As seen in Figure 1-7, blockchain provides each stakeholder with their own nodes, or copies, of the blockchain so they can be relatively sure the data remains unchanged and that the chain is not broken.

Like any data contained in any filesystem, blockchain can be changed by brute-force hacks or even filesystem corruptions. An individual node could be manipulated by an overzealous AI that wanted to erase its own mistakes, for instance, or by any bad actor that wanted to change history. However, this would be evident to the stakeholders, because the node would no longer work. This is because each block is linked based on content, and in order for an attack to go undetected, all nodes would have to be completely recomputed and redistributed without any stakeholders noticing.

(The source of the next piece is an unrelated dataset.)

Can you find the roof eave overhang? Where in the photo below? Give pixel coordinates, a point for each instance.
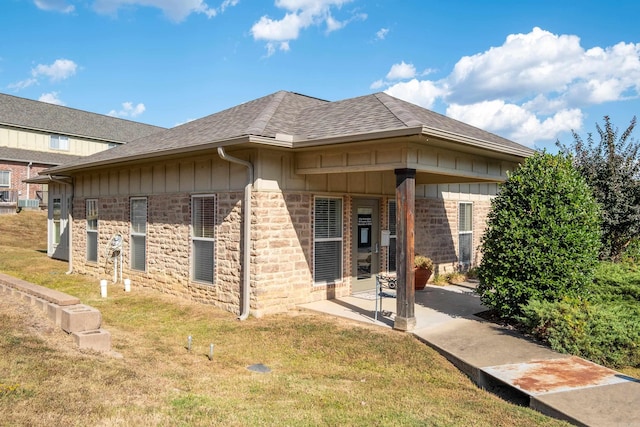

This also wouldn’t be technically possible without some pretty sophisticated hacking. So the best way to think of it is that blockchain is tamper evident, as it will show any bad activity that happens by going around the application layer.

Trust and Transparency

AI systems are generally not trusted because their form and function are a mystery. Blockchain can bring a single source of truth to AI. The entire lifecycle of AI can be made transparent and traceable to engineers and consumers by adding blockchain to the stack and integrating the workflow of the AI lifecycle with blockchain at critical touchpoints, or points of data that make sense to verify later, like items on a factsheet. Recording AI’s history in this way will create a tamper-evident, distributed audit trail that can be used as proof of the AI lifecycle, as shown in Figure 1-8.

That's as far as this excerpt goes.